Event

Activity Space, Social Interaction and Health in Later Life

12-1 pm

PSTC Seminar Room 205

Kathleen Cagney, Professor of Sociology, University of Chicago

Whether older adults reside in their long-term communities or move to other locations, the characteristics of the places where they experience the aging process likely have profound consequences for their abilities to adapt to changes such as bereavement, retirement, and ill health, as well as to maintain independence.  The Chicago Health and Activity Space in Real Time (CHART) study will provide one example of the use of new technology to address fundamental questions in social capital accumulation, urban sociology and in life course studies of older adult health.  CHART employs innovative smartphone-based methods for the identification of older adults' activity spaces (i.e., locations of routine activities in daily life). Analyses from 450 adults from ten Chicago neighborhoods who carried smartphones for GPS tracking and ecological momentary assessments (i.e., short phone-based surveys) over seven days will be used to assess, for instance, how the span, characteristics, and experiences of activity spaces vary across socioeconomic status and racial/ethnic groups.  These data are then linked to Chicago-based sensor data, Array of Things, that characterize factors such as air quality. A central goal of this research program is to describe the social and spatial environments in which older adults spend their time (e.g., households, neighborhoods, networks) and how activity space influences social connectedness and health, and may be an unexplored source of inequalities in health.

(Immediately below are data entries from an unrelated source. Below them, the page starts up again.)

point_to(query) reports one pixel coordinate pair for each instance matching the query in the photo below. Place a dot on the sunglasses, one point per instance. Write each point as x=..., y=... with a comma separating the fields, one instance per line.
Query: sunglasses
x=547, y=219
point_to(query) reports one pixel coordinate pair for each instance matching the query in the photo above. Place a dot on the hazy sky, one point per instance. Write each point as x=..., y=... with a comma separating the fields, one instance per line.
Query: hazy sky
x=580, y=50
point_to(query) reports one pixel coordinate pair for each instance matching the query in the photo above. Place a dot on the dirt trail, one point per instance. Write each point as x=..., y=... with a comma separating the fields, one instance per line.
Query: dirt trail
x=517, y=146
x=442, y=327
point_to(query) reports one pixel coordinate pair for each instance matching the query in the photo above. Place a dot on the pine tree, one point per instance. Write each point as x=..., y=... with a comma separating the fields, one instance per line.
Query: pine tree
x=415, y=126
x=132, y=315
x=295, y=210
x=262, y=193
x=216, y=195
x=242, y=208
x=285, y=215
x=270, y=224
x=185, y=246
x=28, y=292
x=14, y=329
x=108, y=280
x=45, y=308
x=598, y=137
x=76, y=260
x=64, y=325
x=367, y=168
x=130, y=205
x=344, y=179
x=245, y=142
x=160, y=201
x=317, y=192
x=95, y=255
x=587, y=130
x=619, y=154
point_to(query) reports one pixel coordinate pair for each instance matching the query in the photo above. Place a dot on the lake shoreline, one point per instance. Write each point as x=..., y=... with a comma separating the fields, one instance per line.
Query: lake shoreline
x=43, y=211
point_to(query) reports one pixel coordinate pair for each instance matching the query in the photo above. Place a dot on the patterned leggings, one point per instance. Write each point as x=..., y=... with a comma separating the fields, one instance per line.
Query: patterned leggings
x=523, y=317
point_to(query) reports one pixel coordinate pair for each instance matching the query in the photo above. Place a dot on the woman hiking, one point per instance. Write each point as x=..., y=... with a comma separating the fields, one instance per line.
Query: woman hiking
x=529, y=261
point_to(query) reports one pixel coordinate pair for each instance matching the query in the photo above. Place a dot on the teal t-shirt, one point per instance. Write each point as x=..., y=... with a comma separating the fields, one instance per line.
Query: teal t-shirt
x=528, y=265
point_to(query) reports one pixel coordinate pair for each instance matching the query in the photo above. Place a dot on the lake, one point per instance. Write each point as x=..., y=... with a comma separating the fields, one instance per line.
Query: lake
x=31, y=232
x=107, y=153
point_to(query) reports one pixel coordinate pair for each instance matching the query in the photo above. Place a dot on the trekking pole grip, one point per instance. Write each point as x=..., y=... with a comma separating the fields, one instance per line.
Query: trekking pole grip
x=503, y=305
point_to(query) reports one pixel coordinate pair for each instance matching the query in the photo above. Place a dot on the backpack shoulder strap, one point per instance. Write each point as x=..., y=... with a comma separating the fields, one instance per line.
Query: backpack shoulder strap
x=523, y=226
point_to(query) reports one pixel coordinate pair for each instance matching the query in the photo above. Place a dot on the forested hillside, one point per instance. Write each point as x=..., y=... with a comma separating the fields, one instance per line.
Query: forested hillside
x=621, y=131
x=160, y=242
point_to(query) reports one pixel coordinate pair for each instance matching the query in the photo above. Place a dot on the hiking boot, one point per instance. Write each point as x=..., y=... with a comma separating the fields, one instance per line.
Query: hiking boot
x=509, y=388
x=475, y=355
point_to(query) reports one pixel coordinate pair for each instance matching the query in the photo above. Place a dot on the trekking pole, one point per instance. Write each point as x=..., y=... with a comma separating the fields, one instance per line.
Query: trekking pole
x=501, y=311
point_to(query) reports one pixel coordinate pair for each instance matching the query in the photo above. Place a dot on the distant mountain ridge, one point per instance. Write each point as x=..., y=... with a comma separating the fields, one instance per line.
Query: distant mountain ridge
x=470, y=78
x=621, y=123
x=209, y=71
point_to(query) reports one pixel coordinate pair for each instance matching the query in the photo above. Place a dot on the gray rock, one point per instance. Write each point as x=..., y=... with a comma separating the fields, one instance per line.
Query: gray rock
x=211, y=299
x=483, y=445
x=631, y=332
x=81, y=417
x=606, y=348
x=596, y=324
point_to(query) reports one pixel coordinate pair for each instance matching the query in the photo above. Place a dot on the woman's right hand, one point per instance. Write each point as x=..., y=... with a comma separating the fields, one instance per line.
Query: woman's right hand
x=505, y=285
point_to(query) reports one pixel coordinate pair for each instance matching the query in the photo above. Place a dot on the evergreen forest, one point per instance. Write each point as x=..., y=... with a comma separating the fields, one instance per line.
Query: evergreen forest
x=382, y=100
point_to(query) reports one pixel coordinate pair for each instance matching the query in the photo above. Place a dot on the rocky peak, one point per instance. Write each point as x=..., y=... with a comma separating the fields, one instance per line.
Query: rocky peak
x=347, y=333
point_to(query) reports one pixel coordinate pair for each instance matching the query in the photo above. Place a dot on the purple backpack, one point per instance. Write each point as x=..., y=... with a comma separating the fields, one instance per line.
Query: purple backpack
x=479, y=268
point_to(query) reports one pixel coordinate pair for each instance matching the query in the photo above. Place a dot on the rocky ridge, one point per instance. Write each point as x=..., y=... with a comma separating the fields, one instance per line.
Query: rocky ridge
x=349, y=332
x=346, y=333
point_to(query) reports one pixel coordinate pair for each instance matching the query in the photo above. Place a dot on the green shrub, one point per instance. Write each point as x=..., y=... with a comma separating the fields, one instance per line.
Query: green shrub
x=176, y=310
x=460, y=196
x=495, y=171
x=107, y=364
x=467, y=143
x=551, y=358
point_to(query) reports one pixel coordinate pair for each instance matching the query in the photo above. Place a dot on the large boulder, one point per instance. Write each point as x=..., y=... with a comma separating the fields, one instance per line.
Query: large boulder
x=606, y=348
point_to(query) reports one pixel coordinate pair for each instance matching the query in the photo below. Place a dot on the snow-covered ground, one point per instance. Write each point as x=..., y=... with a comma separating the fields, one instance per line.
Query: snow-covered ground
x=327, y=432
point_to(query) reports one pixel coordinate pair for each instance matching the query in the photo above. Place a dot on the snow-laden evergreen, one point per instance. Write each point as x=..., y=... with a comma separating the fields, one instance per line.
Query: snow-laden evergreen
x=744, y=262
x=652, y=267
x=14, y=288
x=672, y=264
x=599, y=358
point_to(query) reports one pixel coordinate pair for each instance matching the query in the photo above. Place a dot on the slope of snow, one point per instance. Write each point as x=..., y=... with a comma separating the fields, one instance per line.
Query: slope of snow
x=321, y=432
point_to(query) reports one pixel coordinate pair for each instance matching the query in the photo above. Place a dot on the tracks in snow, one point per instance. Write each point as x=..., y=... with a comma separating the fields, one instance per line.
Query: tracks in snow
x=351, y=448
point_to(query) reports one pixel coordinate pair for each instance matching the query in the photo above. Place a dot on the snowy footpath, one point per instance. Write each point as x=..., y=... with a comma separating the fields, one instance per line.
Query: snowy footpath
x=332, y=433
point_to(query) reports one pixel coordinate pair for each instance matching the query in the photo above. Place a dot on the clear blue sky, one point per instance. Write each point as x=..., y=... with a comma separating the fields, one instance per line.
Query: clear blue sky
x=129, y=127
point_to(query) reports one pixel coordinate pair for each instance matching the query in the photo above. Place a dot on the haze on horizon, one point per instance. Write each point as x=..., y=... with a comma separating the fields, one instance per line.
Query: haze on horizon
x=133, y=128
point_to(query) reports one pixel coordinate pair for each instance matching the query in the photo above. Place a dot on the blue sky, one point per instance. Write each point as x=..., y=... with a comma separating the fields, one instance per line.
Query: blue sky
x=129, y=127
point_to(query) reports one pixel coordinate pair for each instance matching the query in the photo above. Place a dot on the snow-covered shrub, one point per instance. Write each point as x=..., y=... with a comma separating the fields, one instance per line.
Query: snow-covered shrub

Kathleen Cagney is a Professor of Sociology and the College and Deputy Dean of the Social Sciences at the University of Chicago. Her work examines social inequality and its relationship to health with a focus on neighborhood, race, and aging and life course. She brings urban sociological theory and methods to research on health, including activity space approaches to characterize a neighborhood's influence. Cagney is Director of the Population Research Center, Co-Director of the Center on the Demography and Economics of Aging, and a Senior Fellow at the National Opinion Research Center.  She also directs the University of Chicago's Health Services Research Training Program.